Rinciannya, 20 unit Vivo Y15 64 Gb, 10 Vivo Y15 32 Gb, 10 Vivo Y21A 64 Gb, 10 Vivo Y21T 128 Gb, dan 10 Vivo Y33s 128 Gb.
“Total kerugian jika diuangkan mencapai Rp133 juta,” jelas Kapolsek Banjarmasin Barat Kompol Faizal Rahman, lewat Kepala Unit (Kanit) Reskrim Ipda Hendra Agustian Ginting, Sabtu (30/4/2022).
Penggondol barang ekspedisi di gudang itu berinisial BAI (31), yang akhirnya bisa diringkus pada Rabu (27/4/2022) dini hari.
Kanit menjelaskan, BAI beraksi pada Senin (4/4/2022) sekitar 11.00 WITA di Jalan Gubernur Soebarjo Kelurahan Basirih, tepatnya di Gudang PT Dira Pratama Experindo.
“Dari keterangan pelapor, saat pegawainya melakukan bongkar muat, rupanya ada satu karung yang telah hilang,” terang Ipda Ginting.
Usai perburuan, polisi sukses mengamankan BAI di rumahnya di Jalan Tembingkar Kanan Pemurus Dalam Kompleks Graha Tembikar Permai Blok 7, Kecamatan Kertak Hanyar, Kabupaten Banjar.
Dari keterangan BAI, rupanya ia tak beraksi sendirian.

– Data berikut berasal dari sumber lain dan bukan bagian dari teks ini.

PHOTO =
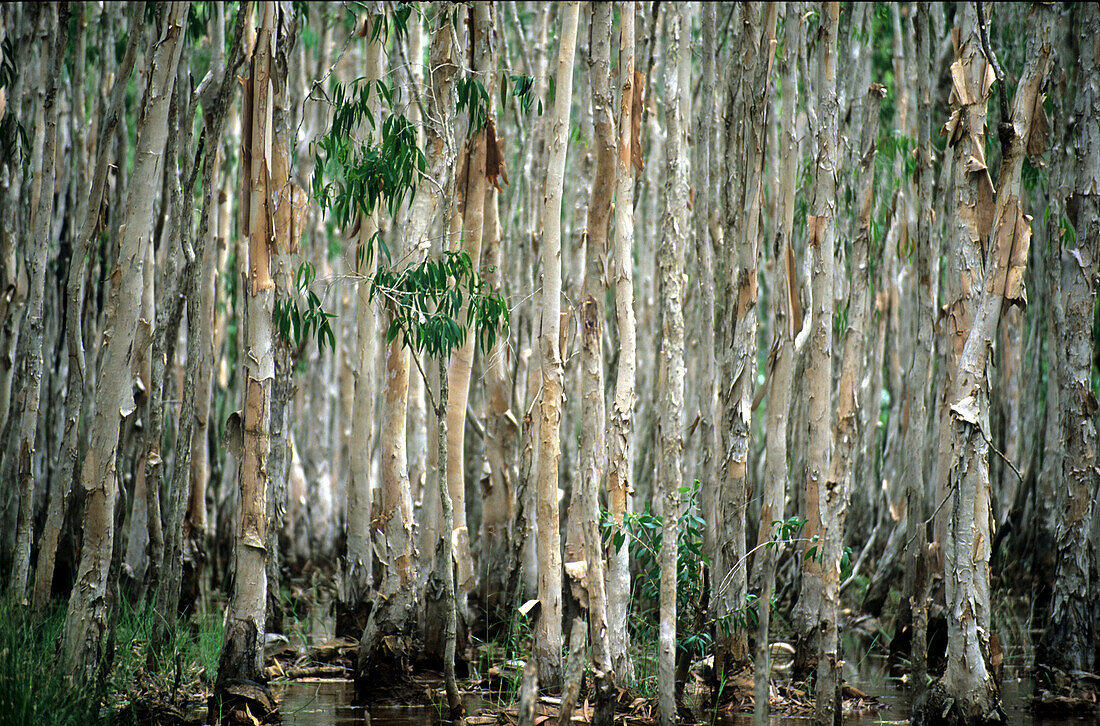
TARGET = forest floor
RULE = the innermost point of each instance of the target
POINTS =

Ada dugaan kongkalikong dengan salah satu pegawai gudang berinisial AK yang sudah masuk DPO.
Kanit menguraikan, AK adalah penanggung jawab gudang, sementara BAI adalah kernet mobil angkutan yang mengambil barang.
“Saat proses bongkar muat, AK memberikan kode kepada BAI kapan dia harus mengambil barang tersebut,” ungkap Ipda Ginting.
Berhasil menggondol karung berisi ponsel, BAI kemudian menjualnya ke berbagai konter di daerah Hulu Sungai dan Banjarmasin.
Ia mendapatkan hasil penjualan sekitar Rp60 juta, yang semuanya telah digunakan untuk bermain slot gim atau judi daring serta kebutuhan hidup sehari-hari.
“Sedangkan AK diketahui membawa satu unit ponsel curian tersebut dan belum menerima hasil penjualan ponsel lainnya dari BAI,” ucap Kanit reskrim.
“Untuk satu tersangka lainnya masih kami buru,” tutupnya.
Saat ini, BAI beserta barang bukti yang tersisa yakni 5 unit Vivo yang belum terjual, dibawa ke Polsek Banjarmasin Barat.
Atas perbuatannya, BAI disangkakan pasal Pasal 363 KUHP tentang Pencurian dengan Pemberatan.